Sex Health. 2019 Sep;16(5):508-513. doi: 10.1071/SH19027.
Background Since 2014 there has been an increase in gonorrhoea among heterosexuals in Australia. Sex with a partner from a country with high gonorrhoea prevalence has been identified as a risk factor for gonorrhoea in heterosexual females, but risk factors for heterosexual males remain unclear. This study determined risk factors for gonorrhoea among heterosexual males.
Retrospective analysis was performed among heterosexual males attending Melbourne Sexual Health Centre (MSHC) between 1 January 2007 and 31 December 2017. Countries for overseas sexual partners were stratified as high-prevalence countries (HPC) or low-prevalence countries (LPC) based on the incidence of gonorrhoea.
The annual gonorrhoea positivity increased from 0.72% in 2007 to 1.33% in 2017 (Ptrend <0.001). Males attending MSHC as a contact of gonorrhoea had the highest odds of testing positive (adjusted odds ratio (aOR) 7.46; 95% confidence interval (CI) 4.46-12.49), followed by males identifying as Aboriginal and Torres Strait Islander (aOR 2.57; 95% CI 1.30-5.09), males who had injected drugs in the past 12 months (aOR 2.44; 95% CI 1.39-4.30) and males who had sex with a female from an HPC (aOR 2.18; 95% CI 1.77-2.68). Males aged ≥35 were at higher risk than those aged ≤24 years (aOR 1.44; 95% CI 1.14-1.82). Gonorrhoea positivity increased among males who had sex with females from an LPC (from 0.60% to 1.33%; Ptrend = 0.004) but remained the same over time among males who had sex with females from an HPC (2.14%; Ptrend = 0.143).

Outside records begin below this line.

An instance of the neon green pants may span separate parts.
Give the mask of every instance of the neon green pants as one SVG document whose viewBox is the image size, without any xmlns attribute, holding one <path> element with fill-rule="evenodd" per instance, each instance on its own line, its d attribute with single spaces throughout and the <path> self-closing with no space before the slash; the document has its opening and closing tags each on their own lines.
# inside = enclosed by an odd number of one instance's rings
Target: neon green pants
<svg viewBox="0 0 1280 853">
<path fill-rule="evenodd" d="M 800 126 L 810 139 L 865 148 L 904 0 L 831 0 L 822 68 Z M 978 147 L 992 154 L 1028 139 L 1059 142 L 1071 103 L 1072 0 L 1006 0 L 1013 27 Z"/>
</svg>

There was an 80% increase in urethral gonorrhoea among heterosexual males between 2007 and 2017. Having sex with a female from an HPC is a significant risk factor for gonorrhoea. Gonorrhoea positivity among men having sex with a female from an HPC did not change over time, suggesting this risk factor has become less important.
背景 自2014年以来,澳大利亚异性恋者中的淋病发病率有所上升。与淋病高发国家的伴侣发生性行为已被确定为异性恋女性淋病的一个危险因素,但异性恋男性的危险因素仍不清楚。本研究确定了异性恋男性淋病的危险因素。
对2007年1月1日至2017年12月31日期间到墨尔本性健康中心(MSHC)就诊的异性恋男性进行回顾性分析。根据淋病发病率,将海外性伴侣所在国家分为高发病国家(HPC)或低发病国家(LPC)。
淋病年度阳性率从2007年的0.72%上升至2017年的1.33%(P趋势<0.001)。作为淋病接触者到MSHC就诊的男性检测呈阳性的几率最高(调整优势比(aOR)7.46;95%置信区间(CI)4.46 - 12.49),其次是自认为是原住民和托雷斯海峡岛民的男性(aOR 2.57;95%CI 1.30 - 5.09)、在过去12个月内注射过毒品的男性(aOR 2.44;95%CI 1.39 - 4.30)以及与来自HPC国家的女性发生过性行为的男性(aOR 2.18;95%CI 1.77 - 2.68)。年龄≥35岁的男性比年龄≤24岁的男性风险更高(aOR 1.44;95%CI 1.14 - 1.82)。与来自LPC国家的女性发生性行为的男性中淋病阳性率有所上升(从0.60%升至1.33%;P趋势 = 0.004),但与来自HPC国家的女性发生性行为的男性中淋病阳性率随时间保持不变(2.14%;P趋势 = 0.143)。
2007年至2017年期间,异性恋男性尿道淋病发病率上升了80%。与来自HPC国家的女性发生性行为是淋病的一个重要危险因素。与来自HPC国家的女性发生性行为的男性中的淋病阳性率未随时间变化,表明该危险因素的重要性有所降低。